Sie haben eine Wohnung, die Kinder eigene Zimmer. Anoosh Bet-Benjamin und ihre Kinder Jilbert (hinten) sowie Jizek leben in Zschopau.
Foto: Trautmann
Ohne Wohnheime geht es auch künftig nicht
Umsetzung des Kreistagsbeschlusses, mehr Asylbewerber in Wohnungen unterzubringen, wird nicht von heute auf morgen erfolgen
Annaberg-Buchholz/Zschopau. Der vom Kreistag im Juni beschlossene Umzug einer großen Mehrheit Asylbewerber aus Heimen in Wohnungen wird "nicht von heute auf morgen" erfolgen, das sei ein permanenter Prozess.
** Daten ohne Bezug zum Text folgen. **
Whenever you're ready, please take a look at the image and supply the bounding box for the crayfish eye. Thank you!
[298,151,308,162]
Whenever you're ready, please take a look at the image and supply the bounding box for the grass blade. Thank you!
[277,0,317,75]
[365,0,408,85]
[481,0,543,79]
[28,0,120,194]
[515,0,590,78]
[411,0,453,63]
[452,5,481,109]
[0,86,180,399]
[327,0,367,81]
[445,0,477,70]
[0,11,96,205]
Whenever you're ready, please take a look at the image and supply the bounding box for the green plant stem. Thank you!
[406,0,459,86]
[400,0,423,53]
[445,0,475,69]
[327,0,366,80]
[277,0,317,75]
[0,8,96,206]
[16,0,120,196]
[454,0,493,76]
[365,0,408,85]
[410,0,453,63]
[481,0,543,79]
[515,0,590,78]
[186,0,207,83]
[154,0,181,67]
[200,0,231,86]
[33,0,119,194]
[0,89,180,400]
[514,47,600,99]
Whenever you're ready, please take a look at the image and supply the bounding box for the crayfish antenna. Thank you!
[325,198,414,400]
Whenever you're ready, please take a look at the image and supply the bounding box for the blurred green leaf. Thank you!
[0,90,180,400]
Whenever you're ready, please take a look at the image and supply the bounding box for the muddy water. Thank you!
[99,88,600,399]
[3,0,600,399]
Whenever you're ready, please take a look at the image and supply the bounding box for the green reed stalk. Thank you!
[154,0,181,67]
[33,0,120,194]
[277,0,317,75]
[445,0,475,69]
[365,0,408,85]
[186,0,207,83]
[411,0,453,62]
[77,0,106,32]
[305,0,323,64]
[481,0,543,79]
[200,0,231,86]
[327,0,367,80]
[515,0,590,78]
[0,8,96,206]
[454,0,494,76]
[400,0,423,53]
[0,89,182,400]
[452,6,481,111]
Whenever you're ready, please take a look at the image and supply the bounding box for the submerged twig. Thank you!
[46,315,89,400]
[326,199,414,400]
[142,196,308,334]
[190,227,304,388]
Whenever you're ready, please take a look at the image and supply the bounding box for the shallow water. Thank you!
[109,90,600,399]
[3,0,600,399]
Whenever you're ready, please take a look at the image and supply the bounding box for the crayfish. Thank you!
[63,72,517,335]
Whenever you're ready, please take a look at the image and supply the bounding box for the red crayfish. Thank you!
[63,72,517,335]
Das sagte "Freie Presse" Peter Mühl, Referatsleiter für Ordnungsangelegenheit im Landratsamt. Mit großer Mehrheit entschieden die Räte, Familien, Ehepaare ohne Kind, Einzelpersonen mit Kind, ältere und kranke Menschen sowie Einzelpersonen mit psychischen Belastungen und nach Einzelfallprüfung ähnlich gelagerte Fälle dezentral in Kommunen unterzubringen.
Damit war der Kreistag weitergegangen, als es das Gesetz vorschreibt, denn der Beschluss sieht größtenteils eine Pauschalisierung der Fälle und somit keine Einzelfallprüfung vor. Peter Mühl sieht darin "eine Willensbekundung des Kreistages", verweist auf Gesetze, die eingrenzen, welche Personen in eine Wohnung ziehen dürfen: "Menschen mit gesundheitlichen Problemen nach Bestätigung durch den Amtsarzt und bei Vorliegen humanitärer Gründe." Er verweist darauf, dass die Zahl Asylbewerber die in Wohnungen leben, in den vergangenen drei Jahren gestiegen ist. Zur Kreisfusion 2008 seien 19 Prozent dezentral untergebracht gewesen, derzeit seien es 25 Prozent, "darunter vor allem Familien".
Vorreiter der dezentralen Unterbringung war der alte Mittlere Erzgebirgskreis. Zunehmend würden auch im Altkreis Annaberg asylsuchende Menschen nicht mehr in Heimen leben, sagte der Ausländerbeauftragte des Kreises, der Krumhermersdorfer Pfarrer und Leiter der Kirchlichen Erwerbsloseninitiative Zschopau (KEZ), Johannes Roscher. Ihn hat der Beschluss des Kreistages "nicht überrascht". Er sieht darin eine Untermauerung dessen, was im mittleren Erzgebirge und der Annaberger Region schon "länger praktiziert wird". Und er hat eine ganz eigene Interpretation der im Beschluss genannten Personengruppen: "Eigentlich betrifft das alle Asylbewerber. Wer längere Zeit im Heim untergebracht ist, bekommt psychische Probleme." Doch Johannes Roscher bleibt realistisch: "So umfassend eine Umsetzung des Beschlusses wünschenswert wäre, ist sie doch kaum praktikabel."
Für Neuankömmlinge, die nach Ankunft in Deutschland innerhalb zweier Tage in den Erzgebirgskreis vermittelt werden, eine Wohnung zu finden, sei "unmöglich". Und er schlussfolgert: "Ganz ohne Heimunterbringung wird es auch künftig nicht gehen." Trotzdem sei eine Übergangszeit von Heim zu Wohnung von "einem halben Jahr wünschenswert, ein Jahr ist praktikabel", sagt er. Und er berichtet von Härtefällen: Von Menschen - und das sei "nicht zumutbar" - die schon länger als sechs Jahre in einem Heim leben. Dort sollen laut Verwaltungsvorschrift vom 26. Juni 2009 eine Wohn- und Schlafraumfläche von sechs Quadratmetern pro Bewohner nicht unterschritten und in einem Raum nicht mehr als fünf Bewohner untergebracht werden. Auf fünf Bewohner sollen ein Waschbecken, eine Dusche auf zehn entfallen.